Sorties, voyages, sport : ce que la loi permet vraiment (et ce qui coûte vos indemnités)
Les obligations du salarié en arrêt maladie dépassent largement le seul repos au domicile. Les contrôles se multiplient, et les sanctions pour non-respect des prescriptions sont devenues plus systématiques.
Sortie libre ≠ liberté totale : l’erreur fréquente en cas de contrôle
Le médecin peut autoriser les sorties libres sur l’arrêt de travail, ce qui dispense le salarié de respecter les heures de présence au domicile (9h-11h et 14h-16h). Mais cette mention ne signifie pas que le salarié peut faire ce qu’il veut. La CPAM conserve le droit de vérifier que l’activité exercée pendant l’arrêt est compatible avec l’état de santé déclaré. Un salarié en arrêt pour lombalgie photographié en train de déménager des meubles s’expose à la suppression des IJSS et à un remboursement des sommes perçues, même avec la mention « sorties libres ». Le critère retenu par les juges est la compatibilité de l’activité avec la pathologie, pas l’autorisation de sortie inscrite sur le formulaire.
Activité associative ou aide familiale : tolérée sous conditions strictes
Participer bénévolement à une association ou aider un membre de sa famille pendant un arrêt maladie n’est pas automatiquement interdit. La Cour de cassation a précisé que seule une activité incompatible avec l’état de santé ou causant un préjudice à la CPAM justifie la suppression des indemnités. Aider ponctuellement un proche pour des tâches légères, assister à une réunion associative sans effort physique, ne constitue généralement pas un motif de sanction. En revanche, assurer régulièrement la comptabilité d’une association ou effectuer des travaux manuels pour un membre de la famille bascule dans la zone de risque, surtout si un contrôleur de la CPAM constate l’activité ou si l’employeur produit des preuves.
Exercer une activité rémunérée : le critère du préjudice pour l’employeur
Travailler pour le compte d’un tiers ou à son propre compte pendant un arrêt maladie constitue un motif de faute grave justifiant un licenciement, indépendamment des sanctions de la CPAM. Mais la jurisprudence a introduit une nuance importante : l’employeur doit démontrer que cette activité lui cause un préjudice ou constitue un acte de déloyauté. Un salarié qui répond à quelques e-mails liés à une micro-entreprise sans lien avec son employeur ne sera pas traité de la même manière qu’un salarié qui travaille pour un concurrent direct. Le risque reste élevé dans tous les cas, car la simple perception d’une rémunération pendant un arrêt suffit à la CPAM pour exiger le remboursement intégral des IJSS versées sur la période.
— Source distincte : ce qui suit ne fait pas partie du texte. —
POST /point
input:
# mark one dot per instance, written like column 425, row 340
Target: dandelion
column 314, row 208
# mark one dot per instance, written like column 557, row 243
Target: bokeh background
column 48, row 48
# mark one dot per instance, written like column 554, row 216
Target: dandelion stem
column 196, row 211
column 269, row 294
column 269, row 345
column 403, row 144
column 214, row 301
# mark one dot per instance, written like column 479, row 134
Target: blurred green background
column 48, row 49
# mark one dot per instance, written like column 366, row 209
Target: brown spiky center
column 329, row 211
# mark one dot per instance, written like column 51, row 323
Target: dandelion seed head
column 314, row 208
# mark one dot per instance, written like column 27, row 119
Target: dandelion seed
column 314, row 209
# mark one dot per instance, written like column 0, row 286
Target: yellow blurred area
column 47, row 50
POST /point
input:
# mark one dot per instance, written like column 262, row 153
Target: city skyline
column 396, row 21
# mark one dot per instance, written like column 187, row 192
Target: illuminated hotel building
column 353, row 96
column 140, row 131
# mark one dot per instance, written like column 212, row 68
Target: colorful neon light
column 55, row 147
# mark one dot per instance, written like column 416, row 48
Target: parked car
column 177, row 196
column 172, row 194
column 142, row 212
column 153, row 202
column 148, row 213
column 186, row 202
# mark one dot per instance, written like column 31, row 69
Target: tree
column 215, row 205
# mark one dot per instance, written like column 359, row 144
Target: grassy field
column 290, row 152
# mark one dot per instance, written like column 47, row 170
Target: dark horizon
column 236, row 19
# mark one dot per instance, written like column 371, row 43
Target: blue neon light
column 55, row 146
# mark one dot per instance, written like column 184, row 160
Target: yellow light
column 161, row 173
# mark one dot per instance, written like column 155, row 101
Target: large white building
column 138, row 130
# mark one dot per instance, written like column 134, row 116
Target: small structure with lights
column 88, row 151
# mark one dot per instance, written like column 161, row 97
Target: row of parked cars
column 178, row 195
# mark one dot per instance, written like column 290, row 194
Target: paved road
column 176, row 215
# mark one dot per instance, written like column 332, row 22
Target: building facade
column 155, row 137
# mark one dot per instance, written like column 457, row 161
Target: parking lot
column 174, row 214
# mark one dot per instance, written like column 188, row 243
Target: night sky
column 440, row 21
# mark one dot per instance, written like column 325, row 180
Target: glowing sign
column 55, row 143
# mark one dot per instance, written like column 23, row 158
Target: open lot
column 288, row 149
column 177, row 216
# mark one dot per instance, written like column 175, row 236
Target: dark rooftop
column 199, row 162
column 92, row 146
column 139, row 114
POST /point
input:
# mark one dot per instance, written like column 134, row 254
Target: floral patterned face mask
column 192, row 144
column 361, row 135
Séjour hors département : obligation d’autorisation préalable
Un salarié en arrêt maladie qui souhaite séjourner en dehors de son département de résidence doit obtenir l’accord préalable de la CPAM. Cette obligation, souvent ignorée, s’applique même pour un séjour chez un membre de la famille dans un autre département. Le défaut d’autorisation expose le salarié à la suspension immédiate des IJSS si un contrôle est effectué. La demande doit être adressée à la CPAM par courrier ou via le compte Ameli, en précisant les dates et l’adresse de séjour. Pour un déplacement à l’étranger, l’autorisation est encore plus strictement encadrée et rarement accordée sauf motif médical ou familial impérieux documenté.
Arrêt maladie et congés payés : la révolution discrète de 2024-2025
La transposition de la jurisprudence européenne en droit français a modifié en profondeur le régime d’acquisition des congés payés pendant un arrêt maladie. Les conséquences pratiques sont significatives mais encore mal connues des salariés.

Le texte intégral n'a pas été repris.